Is there any point in translating ancient texts

All of us know that the internet has revolutionised our access to ancient texts. 

First sites like CCEL came into being, back in the mid-90’s.  This made the Ante-Nicene, Nicene and Post-Nicene Fathers accessible to us all.  Indeed I remember, long ago, seeing a bound set in 38 volumes of that collection, in Mowbrays Bookshop in Kings Parade in Cambridge.  I was interested in the Fathers even then, but such a thing was far beyond my slender financial means.  But with the internet came CCEL, and suddenly we took it for granted. 

Google books came along a few years ago.  I don’t even remember when it arrived, so much do I take it for granted, but after 2005, certainly.  That gave us access to vast amounts of older literature, of scholarly series such as the PL, PG, the Bonn series of Byzantine texts and much, much more.  All this was given freely, and with the generous aid of American universities like Harvard.  European publishers poisoned the gift, and by their bleating for money made it largely inaccessible; but Google meant us all to have it.

Manuscripts are coming online as well, despite much resistance.

Now we have Google translate.  This improves constantly.  For French it is now very good indeed, and doubtless other languages will improve over time.  Latin has been added already.  All this would have been unimaginable as recently as 2005.

Now let us look into the future; a future that may be no further away than a handful of years.  As translate improves, will there be any purpose in providing hand-made translations?

When I first came on the web, CCEL was all there was.  I sought to help, by scanning more translations and placing them online.  Then Google books came along, and made much of this work redundant.  If you go to, or Google books, an OCR of these older translations is generated automatically.  The books are searchable.  Yes, it’s not perfect; but we can always get the text, and often it is very, very good.  So there is now very little purpose in my duplicating this effort, I sometimes feel.

Instead I have been translating stuff, commissioning new translations, and so forth.

But will this go the same way?  Will it too, one day soon, be pointless.

I’m not sure, I admit.  For one thing, digitising texts is still worthwhile.  When I want a text, I rejoice if I find it at Lacus Curtius, accurately typed in and easy to search.  I look there in preference.  Probably other sites like mine are also used in this way.

Will it be the same for man-made as opposed to machine translations? 

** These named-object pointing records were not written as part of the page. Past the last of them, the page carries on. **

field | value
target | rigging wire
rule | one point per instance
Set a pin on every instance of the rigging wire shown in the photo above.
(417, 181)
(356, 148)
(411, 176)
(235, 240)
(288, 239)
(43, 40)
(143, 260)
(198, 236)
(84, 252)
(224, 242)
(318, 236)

Note: I have several interesting emails in my inbox awaiting answers.  Unfortunately I have gone down with the headache bug, so it will be a day or two before I can reply.

6 thoughts on “Is there any point in translating ancient texts

  1. It is still preferable to have the texts available at a website rather than Google Books. I love your sites of course but as a Canadian with some knowledge of French I quite like Remacle with its side by side Greek and French translations. I find it amusing to see how loose and at times superficial the French translations tend to be when compared with the more literal English and German renderings! That’s not all of course. It is all a matter of convenience and you and people like you have made things very convenient for lazy (pseudo)scholars everywhere.

  2. A couple of comments:

    BabelFish (like Google Translate) has been around since before 2005 (I think it may even have originally been made back in the late 90’s), and I’m sure that there have been other machine translation systems before it.

    I suspect Google Translate will never be that good at translating dead languages due to technical limitations. Google Translate works by storing a pile of translations that it already has on record for a word, or phrase, or sentence. It gets these translations by looking at the various works in Google’s databases that already have translations between the two languages. This means that language pairs like English-Spanish or French-English will work fairly well, but pairs like Turkish-Welsh won’t work very well simply because of the numbers of web pages and books available in both languages. This is a huge limitation for dead languages because unless there is already a lot of works in the same language (and even probably from the same approximate time-period) with English translations it simply won’t be able to cope. This can be overcome of course with completely different technology (and may even work for particularly popular dead languages like Latin and Greek, but I’m still doubtful).

    I wouldn’t be expecting any cheap, accurate machine translation for anything but the most popular of dead languages (and perhaps not even them) for decades to come. Of course some sort of revolution in AI may change this, but I wouldn’t be betting that way.